Парни начинают его поднимать, а он начинает орать, как телка. Я разворачиваюсь и иду к двери, надеюсь, мои собаки не отравятся его гнилью.

* * *

Я поднимаюсь наверх, иду к двери и, взявшись за ручку, достаю ключи. В голове столько мыслей. Простит ли меня, когда-либо его ребенок? Я об этом не узнаю, но такой отец ублюдок ему точно не нужен. Захожу и вижу ее, она стоит, прижавшись к стене, такая хрупкая, испуганная, по щекам текут слезы. Закрываю за собой дверь и продолжаю ей любоваться, она прекрасна, это могу сказать без преувеличения. Я красивее баб еще не встречал, а их у меня было вагон и маленькая тележка.

— Где он? — одними губами спрашивает она.

Подхожу к ней ближе, она даже с места не сдвигается.

— Как тебя зовут? — подхожу к ней вплотную.

Хочется быть ближе, сам не понимаю почему, пахнет она как-то по-особенному, никак все. Не дорогими духами, а именно какой-то свежестью, чем-то непонятным. Но запах такой притягательный, как и глаза, хоть и заплаканные, но не менее красивые.

— Алина.

— Я Алан, — представляюсь я и продолжаю ей любоваться, как мальчишка. Дебил, злюсь сам на себя. Уже давно не мальчик, баб столько имею, могу любую самую красивую позволить себе, а тут воровка какая-то и все крышу снесло. Не могу оторваться от нее, словно пацан. Злюсь еще сильнее и грубо хватаю ее за руку.

— Будешь делать, как я скажу, иначе вслед за любимым пойдешь.

В ее глазах отражается ужас, а я в этот момент себя ненавижу. Она же беременна, нахрена я это ей сказал. Тяну ее за руку к двери, вывожу и веду в гостиную, у нее рука такая теплая и кожа нежная. Гаспаров все прекрати. Ты просто хочешь ее трахнуть, это все не серьезно.

— Села.

Алина послушно садится, а я беру вискарь и сажусь рядом, на ее красивом лице сейчас нет никаких эмоций, кроме отчаяния.

— Муж он твой, или кто?

Она поворачивает голову ко мне, какая же она красавица, этот взгляд, он любого мужчину с ума сведет, что она нашла в этом придурке? Хочу придвинуть ее к себе ближе, касаться ее кожи, зарыться в ее волосы. Хочу любить ее до утра не отпускать от себя, слышать ее стоны… Решительно трясу головой. Какого хрена вообще со мной происходит? Да что со мной твою мать.

— Там это. Собаки то что не дожрали. Куда девать?

Появившийся охранник Костя, как нельзя кстати.
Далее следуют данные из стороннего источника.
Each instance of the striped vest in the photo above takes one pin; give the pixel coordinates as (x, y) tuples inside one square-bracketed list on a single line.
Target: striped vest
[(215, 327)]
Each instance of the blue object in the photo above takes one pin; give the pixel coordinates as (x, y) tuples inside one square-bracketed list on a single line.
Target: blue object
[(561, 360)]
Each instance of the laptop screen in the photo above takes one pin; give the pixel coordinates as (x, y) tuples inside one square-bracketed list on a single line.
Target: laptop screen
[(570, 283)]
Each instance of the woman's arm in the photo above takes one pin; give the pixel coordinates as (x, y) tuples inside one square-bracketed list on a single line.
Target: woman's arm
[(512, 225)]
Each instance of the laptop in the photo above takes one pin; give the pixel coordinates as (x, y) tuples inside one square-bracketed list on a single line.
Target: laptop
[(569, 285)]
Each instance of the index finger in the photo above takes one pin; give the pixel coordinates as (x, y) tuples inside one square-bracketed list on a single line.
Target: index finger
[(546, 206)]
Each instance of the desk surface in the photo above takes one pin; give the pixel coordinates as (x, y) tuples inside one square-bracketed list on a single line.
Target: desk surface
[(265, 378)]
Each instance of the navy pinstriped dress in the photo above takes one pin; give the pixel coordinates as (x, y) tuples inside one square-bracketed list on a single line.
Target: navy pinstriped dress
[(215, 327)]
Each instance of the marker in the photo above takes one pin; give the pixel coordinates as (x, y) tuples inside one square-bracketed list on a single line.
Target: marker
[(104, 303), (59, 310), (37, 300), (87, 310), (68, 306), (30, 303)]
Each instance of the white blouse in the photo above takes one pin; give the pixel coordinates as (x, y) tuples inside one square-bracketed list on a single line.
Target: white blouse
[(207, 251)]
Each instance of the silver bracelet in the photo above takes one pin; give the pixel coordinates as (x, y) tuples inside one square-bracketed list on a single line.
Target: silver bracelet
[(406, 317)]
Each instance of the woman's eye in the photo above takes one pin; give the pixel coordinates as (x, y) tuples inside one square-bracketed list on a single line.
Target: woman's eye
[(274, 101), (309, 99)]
Алина с секунду смотрит мне в глаза, а потом без сознания съезжает с дивана, я еле успеваю ее подхватить и поднимаю на руки… Твою же мать, только бы с ней и ребенком ничего не случилось после заявления этого идиота. Внимательно смотрю на ее, запястье и вижу родинки узором, они мне что-то очень напоминают. Такие я видел только у одного человека, но это невозможно, этого просто не может быть…

Кладу ее на диван и жестом приказываю идиоту убраться, не нахожу ничего умнее, как прикладываю виски к ее носу, чуть-чуть залив. Она резко дергается и садится, я удерживаю ее.

— Все. Тихо.

— Вы что его собакам скормили? — в голосе такое отчаяние, что я ощущаю себя монстром. Я никогда не врал, ни себе, ни блатным на сходках и разборках, никому, а тут смотря в ее огромные глаза, просто понимал: иначе нельзя, я не могу первый раз сказать правду.